Неприятное чувство досады и неловкости овладело молодой женщиной: этот Самуил так мало был похож на Самуила, которого она знала! Впрочем, ей некогда было долго размышлять, карета мчалась быстро, остановилась у маленького бокового подъезда большого дома, фасад которого был освещен. Мефистофель вышел, но прежде чем он успел позвонить, дверь отворилась и открыла лестницу, устланную ковром и украшенную цветами. Лакей в белом галстуке подбежал к карете, чтобы помочь Руфи выйти.

Отдав вполголоса приказание лакею, Мефистофель подал руку своей даме и провел ее в помещение, состоявшее из двух роскошно меблированных комнат. Они сняли шубы, и лакей, подав холодный ужин, фрукты, пирожное и вино, удалился.

«Приближается минута объяснения», – подумала Руфь, садясь и с любопытством наблюдая за своим кавалером, который, стоя перед зеркалом, отстегивал шпагу. Затем он снял маску, и молодая женщина с ужасом увидела совсем незнакомое лицо, густо окаймленное русыми вьющимися волосами.

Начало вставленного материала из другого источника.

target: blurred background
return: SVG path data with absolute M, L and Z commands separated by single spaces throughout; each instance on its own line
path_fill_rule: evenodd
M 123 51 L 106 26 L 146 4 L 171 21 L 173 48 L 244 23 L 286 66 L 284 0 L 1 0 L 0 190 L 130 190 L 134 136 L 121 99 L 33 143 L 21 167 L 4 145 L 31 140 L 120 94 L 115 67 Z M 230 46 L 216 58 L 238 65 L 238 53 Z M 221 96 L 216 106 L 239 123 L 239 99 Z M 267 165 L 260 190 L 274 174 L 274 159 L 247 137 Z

Она вскрикнула и поднялась с кресла. Это восклицание заставило Рауля, а это был он, с удивлением оглянуться.

– Какая ты сегодня странная, моя милая Джемма, – сказал он смеясь, – отчего ты кричишь, словно ты меня боишься?

– Умоляю вас, – воскликнула Руфь вне себя, – дайте мне уйти. Я была введена в заблуждение и приняла вас за другого.

Удивление князя все более и более усиливалось.

– Мне очень приятна эта ошибка, – сказал он полушутя-полусердясь. – Но вы не подумали о том, что говорите. Вы забываете, что добровольно последовали за мной, ответили на имя Джеммы и на вас условленный знак, следовательно, тут не может быть никакой ошибки. Итак, моя красавица, брось ты эти шутки и будем ужинать.

Он подошел к молодой женщине и стал снимать перчатки с ее рук.

– Будьте великодушны, – умоляла Руфь, стараясь освободиться, – не удерживайте меня. Клянусь вам, что я не сеньора Торелли и что я приняла вас за другого.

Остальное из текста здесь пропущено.